Wednesday, 14 May 2014

Difficult, but good

Writing. Parenting. Change.

I’ve wanted to sit and write all week, but somehow when the opportunity arrives it’s so difficult to do. Where do I start? It’s been so long, there’s too much to catch up on, so I’m just going to leap off into the "now". Thank you to everyone who’s encouraged me to start writing again, and to those who have inspired me during these months of blog-silence.

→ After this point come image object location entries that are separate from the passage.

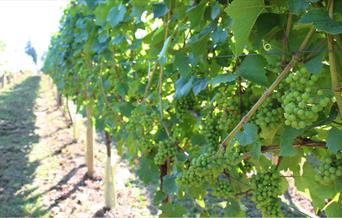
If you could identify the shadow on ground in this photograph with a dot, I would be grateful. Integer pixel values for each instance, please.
(17, 124)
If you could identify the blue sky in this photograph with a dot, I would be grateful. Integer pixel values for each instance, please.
(23, 20)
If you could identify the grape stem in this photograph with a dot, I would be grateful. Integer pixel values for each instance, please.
(332, 63)
(268, 92)
(286, 39)
(298, 144)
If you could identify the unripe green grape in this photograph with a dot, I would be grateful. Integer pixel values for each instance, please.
(166, 151)
(302, 102)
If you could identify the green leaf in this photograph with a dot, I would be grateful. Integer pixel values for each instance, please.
(162, 58)
(101, 13)
(298, 6)
(169, 184)
(248, 135)
(147, 171)
(181, 64)
(315, 65)
(159, 9)
(215, 10)
(287, 138)
(183, 86)
(334, 142)
(223, 78)
(334, 209)
(291, 163)
(116, 15)
(252, 69)
(314, 189)
(172, 210)
(199, 85)
(196, 14)
(321, 20)
(219, 35)
(256, 151)
(244, 13)
(233, 209)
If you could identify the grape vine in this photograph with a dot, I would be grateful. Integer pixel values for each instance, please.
(190, 91)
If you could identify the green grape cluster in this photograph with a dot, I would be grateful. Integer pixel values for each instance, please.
(302, 102)
(211, 131)
(204, 168)
(266, 190)
(330, 169)
(147, 144)
(166, 151)
(142, 123)
(229, 110)
(222, 188)
(207, 167)
(184, 104)
(270, 114)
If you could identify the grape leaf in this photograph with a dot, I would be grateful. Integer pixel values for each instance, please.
(256, 151)
(315, 65)
(321, 20)
(298, 6)
(159, 10)
(183, 86)
(219, 35)
(162, 58)
(169, 184)
(334, 209)
(252, 69)
(215, 11)
(334, 143)
(223, 78)
(147, 171)
(196, 14)
(244, 13)
(199, 85)
(181, 64)
(248, 135)
(307, 184)
(116, 15)
(172, 210)
(101, 13)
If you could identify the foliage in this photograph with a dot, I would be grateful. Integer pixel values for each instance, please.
(31, 51)
(170, 79)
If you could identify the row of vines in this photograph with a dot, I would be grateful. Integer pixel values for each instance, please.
(212, 98)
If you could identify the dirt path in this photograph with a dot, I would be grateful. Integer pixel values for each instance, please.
(42, 171)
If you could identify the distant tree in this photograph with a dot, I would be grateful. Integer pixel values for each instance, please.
(29, 50)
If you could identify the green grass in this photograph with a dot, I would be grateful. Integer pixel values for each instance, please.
(20, 152)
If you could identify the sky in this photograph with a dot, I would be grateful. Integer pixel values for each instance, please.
(24, 20)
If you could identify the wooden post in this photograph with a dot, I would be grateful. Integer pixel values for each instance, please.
(76, 126)
(109, 189)
(2, 81)
(59, 99)
(90, 143)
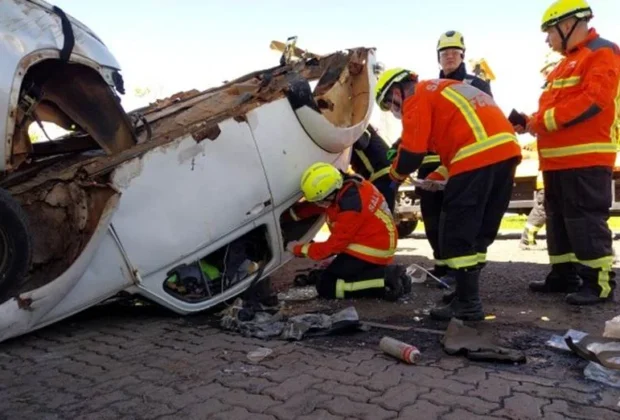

We’ve just changed our routines. I've been back at work for a year, following a career break while the boys were little. For Westboy, the time at the childminder’s after school was the final straw. Both boys were beyond tired by the time I picked them up at 5.30pm. We headed home through tears and tantrums, to a frenzied scramble getting tea ready. I wanted to meet their need to reconnect, but whatever I tried was sabotaged by the inevitable meltdowns of tired, hungry children. Half of my week was characterised by the intensity of juggling work and family, and half of it was spent getting organised, giving my boys the attention they needed, and recovering.

After several months of thinking and talking about it, I switched to doing the same hours, but over 4 days, so that I could pick Westboy up from school and Westbaby* from preschool or the childminder’s. The boys (especially Westboy) were really excited about this change. It looked like it was the answer to the working mum conundrum. Despite my apprehension, I was looking forward to spending more time with my boys and having a more balanced family-life.

We started the new term with high hopes. They quickly evaporated. It was awful. I wondered what I’d done and if I could switch straight back to working full days. The children I picked up from school were whiny and demanding. Everything I did was wrong: if we went home, they wanted to go out. If I took them to the park, it was the wrong park. They wanted a snack, but not THAT snack. A trip to a café for a treat sparked-off demands to go to a café every day, and (my personal favourite) a request to go to a cafe in Morocco to eat bread like Jesus ate with his disciples....(?!)

There were some good moments, but overall it was a daily how-long-is-it-until-bedtime squabbling mess that left us all unravelled.

After a bit of grumbling about how hard it was and visits to 5 different parks in a week, I realised something.

The problem (as ever) was with my expectations.

I realised that if something is not immediately satisfying and enjoyable, it still might be important and worth doing. And it doesn’t just matter what I do, but how I do it. Whether I am there gladly or reluctantly, fully present and ready to listen or still preoccupied with work, intentionally preparing or hoping I can wing-it. Those transition times between school and home need careful handling.

So, I’m sticking with it. I’m finding ways to work more efficiently within a shorter day, planning our time after school, being intentional in engaging with them rather than tuning-out, budgeting to take the boys to cafes (but probably just in the UK), and seeing this time as an investment that I've chosen to make. 

I’m learning to celebrate the “difficult but good”. 

The decisions that are difficult, but feel like the right thing to do. 

The beauty in this messy, imperfect, everyday.

*He is no longer a baby, but for blog-consistency I’m going to keep calling him that until I think of an alternative.